Gloucester school personnel plead with supervisors for more money

Quinton Sheppard - Posted on Mar 26, 2014 - 02:45 PM

 

Photo: About 120 people attended a public hearing on Gloucester County’s proposed fiscal year 2015 budget Monday night at the Thomas Calhoun Walker Education Center. Most of those in attendance were Gloucester County Public Schools  employees. Colleagues of employees not able to attend the public hearing cut out signs with names of those not able to attend because they were working second and third jobs. Those signs were placed on the front row seats, emphasizing the school employees’ point that schools should receive adequate funding. Photo by Quinton Sheppard

About 120 people attended a public hearing on Gloucester County’s proposed fiscal year 2015 budget Monday night at the Thomas Calhoun Walker Education Center. Most of those in attendance were Gloucester County Public Schools employees. Colleagues of employees not able to attend the public hearing cut out signs with names of those not able to attend because they were working second and third jobs. Those signs were placed on the front row seats, emphasizing the school employees’ point that schools should receive adequate funding. Photo by Quinton Sheppard

 

About 120 people, including many teachers, staff and other supporters of the county school division, came out Monday night to speak before the Gloucester Board of Supervisors on the county’s proposed $133 million FY 2015 budget during a public hearing at the Thomas Calhoun Walker Education Center.

While only a handful of people thanked the board for not proposing to raise their taxes next year, most of those who spoke Monday night encouraged the board to do whatever possible to improve the quality of education in Gloucester County Public Schools and improve the compensation for its employees.

The proposed budget does not fund any increase in local funding as requested by the school superintendent. 

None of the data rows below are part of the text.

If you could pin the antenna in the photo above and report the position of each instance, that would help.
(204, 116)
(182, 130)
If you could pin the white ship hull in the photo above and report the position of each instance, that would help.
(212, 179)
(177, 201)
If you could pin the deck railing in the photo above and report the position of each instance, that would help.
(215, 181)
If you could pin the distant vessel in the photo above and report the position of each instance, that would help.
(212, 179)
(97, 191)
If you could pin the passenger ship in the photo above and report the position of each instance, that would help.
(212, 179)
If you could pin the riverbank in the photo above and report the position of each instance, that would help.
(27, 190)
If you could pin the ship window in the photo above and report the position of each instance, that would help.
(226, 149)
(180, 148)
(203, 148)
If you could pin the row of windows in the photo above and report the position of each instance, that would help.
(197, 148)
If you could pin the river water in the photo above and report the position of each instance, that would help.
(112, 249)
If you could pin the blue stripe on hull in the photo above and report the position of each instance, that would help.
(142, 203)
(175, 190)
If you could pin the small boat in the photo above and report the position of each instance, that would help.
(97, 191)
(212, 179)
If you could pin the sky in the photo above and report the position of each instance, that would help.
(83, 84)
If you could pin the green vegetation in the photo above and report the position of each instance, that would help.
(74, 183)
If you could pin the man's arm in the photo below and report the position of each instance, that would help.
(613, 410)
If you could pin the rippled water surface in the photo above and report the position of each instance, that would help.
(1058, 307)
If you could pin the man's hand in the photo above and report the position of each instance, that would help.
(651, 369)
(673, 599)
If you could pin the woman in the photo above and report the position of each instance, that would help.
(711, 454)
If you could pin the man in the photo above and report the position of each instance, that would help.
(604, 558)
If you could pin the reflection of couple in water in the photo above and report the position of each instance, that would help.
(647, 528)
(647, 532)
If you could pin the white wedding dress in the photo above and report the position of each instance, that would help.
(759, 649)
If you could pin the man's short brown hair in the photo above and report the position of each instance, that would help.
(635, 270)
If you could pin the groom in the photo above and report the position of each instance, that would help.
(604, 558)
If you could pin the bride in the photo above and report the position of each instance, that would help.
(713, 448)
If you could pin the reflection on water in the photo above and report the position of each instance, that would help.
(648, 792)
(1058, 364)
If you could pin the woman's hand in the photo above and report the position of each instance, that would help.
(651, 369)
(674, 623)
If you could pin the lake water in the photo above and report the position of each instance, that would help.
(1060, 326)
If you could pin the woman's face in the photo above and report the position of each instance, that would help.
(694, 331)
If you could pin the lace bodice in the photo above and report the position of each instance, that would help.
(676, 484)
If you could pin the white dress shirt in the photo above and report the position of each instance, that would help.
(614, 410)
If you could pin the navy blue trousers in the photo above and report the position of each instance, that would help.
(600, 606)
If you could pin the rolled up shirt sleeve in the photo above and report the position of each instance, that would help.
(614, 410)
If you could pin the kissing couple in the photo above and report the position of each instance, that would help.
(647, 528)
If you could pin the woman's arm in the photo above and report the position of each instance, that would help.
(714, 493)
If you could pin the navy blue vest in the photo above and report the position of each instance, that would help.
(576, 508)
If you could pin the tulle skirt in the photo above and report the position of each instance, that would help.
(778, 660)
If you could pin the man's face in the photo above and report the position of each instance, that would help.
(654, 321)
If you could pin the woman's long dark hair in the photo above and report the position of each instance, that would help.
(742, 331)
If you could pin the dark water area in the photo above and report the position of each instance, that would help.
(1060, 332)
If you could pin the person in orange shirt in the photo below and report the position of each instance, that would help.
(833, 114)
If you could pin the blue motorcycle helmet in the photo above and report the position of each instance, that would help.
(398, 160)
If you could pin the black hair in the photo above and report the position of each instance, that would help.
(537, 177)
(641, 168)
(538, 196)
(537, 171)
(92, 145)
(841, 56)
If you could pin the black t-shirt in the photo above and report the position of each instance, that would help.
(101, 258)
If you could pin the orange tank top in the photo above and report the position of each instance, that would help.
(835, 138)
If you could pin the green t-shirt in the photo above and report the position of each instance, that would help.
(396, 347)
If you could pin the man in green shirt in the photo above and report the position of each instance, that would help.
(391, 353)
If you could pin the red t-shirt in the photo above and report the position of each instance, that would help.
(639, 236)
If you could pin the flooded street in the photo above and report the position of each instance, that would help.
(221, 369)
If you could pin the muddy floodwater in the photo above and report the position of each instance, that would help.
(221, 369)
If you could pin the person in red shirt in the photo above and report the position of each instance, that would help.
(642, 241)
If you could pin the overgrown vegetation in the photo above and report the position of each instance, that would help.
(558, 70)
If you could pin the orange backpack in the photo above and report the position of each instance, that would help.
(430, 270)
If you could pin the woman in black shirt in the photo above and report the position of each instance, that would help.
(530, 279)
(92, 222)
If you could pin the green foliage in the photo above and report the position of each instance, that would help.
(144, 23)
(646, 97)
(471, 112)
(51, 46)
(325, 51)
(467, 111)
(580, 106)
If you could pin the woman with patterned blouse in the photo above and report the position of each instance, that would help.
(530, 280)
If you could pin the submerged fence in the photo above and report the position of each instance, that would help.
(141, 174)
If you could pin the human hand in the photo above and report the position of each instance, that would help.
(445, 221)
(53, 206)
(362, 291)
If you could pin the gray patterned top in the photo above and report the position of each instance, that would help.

One of the first residents to speak was GHS student Dustin Hall, who said he was “in awe” at the relatively small amount of funding the school system receives. He said a science textbook he uses dates back to 1995 and a government book regularly used in the school discusses the then-upcoming presidential race between George Bush and Al Gore.

“By not (fully funding the school’s budget) you continue to stagnate the students of this county,” Hall said.

Peasley Middle School teacher Michael Cole said the morale in the schools is “at an all-time low” and teachers are increasingly being asked to do more and more with less staff. 

According to Cole, Virginia’s teacher salaries are 5 percent below the national average and Gloucester’s salaries are 4 percent below the state average. “That’s a kick in the teeth,” he said.

Gloucester High School teacher Gina Ventresca said there is “an overall tone of helplessness, frustration and anger” among teachers and staff in the school system. She said she is 54 years old, has had to take on additional jobs for more income and also has to rely on her elderly parents to subsidize her income when she falls short.

“Resentment and cynicism are starting to set in,” Ventresca said. “And those who know me would be shocked to hear me say that.”

She also said her 22-year-old son will be graduating college this spring and in May will start out making $10,000 more per year than she makes.

She said she recently received a $50 gift card from the staff at Tabb Middle School where one of her children attends school, because she qualified for economic hardship. “How humiliated I was,” Ventresca said. “You should be as well.”

Petsworth district resident Ted Williams took a different tone, saying that considering what the school board did to the taxpayers with the vote to build a new Page Middle School, he doesn’t want to give the schools another dime.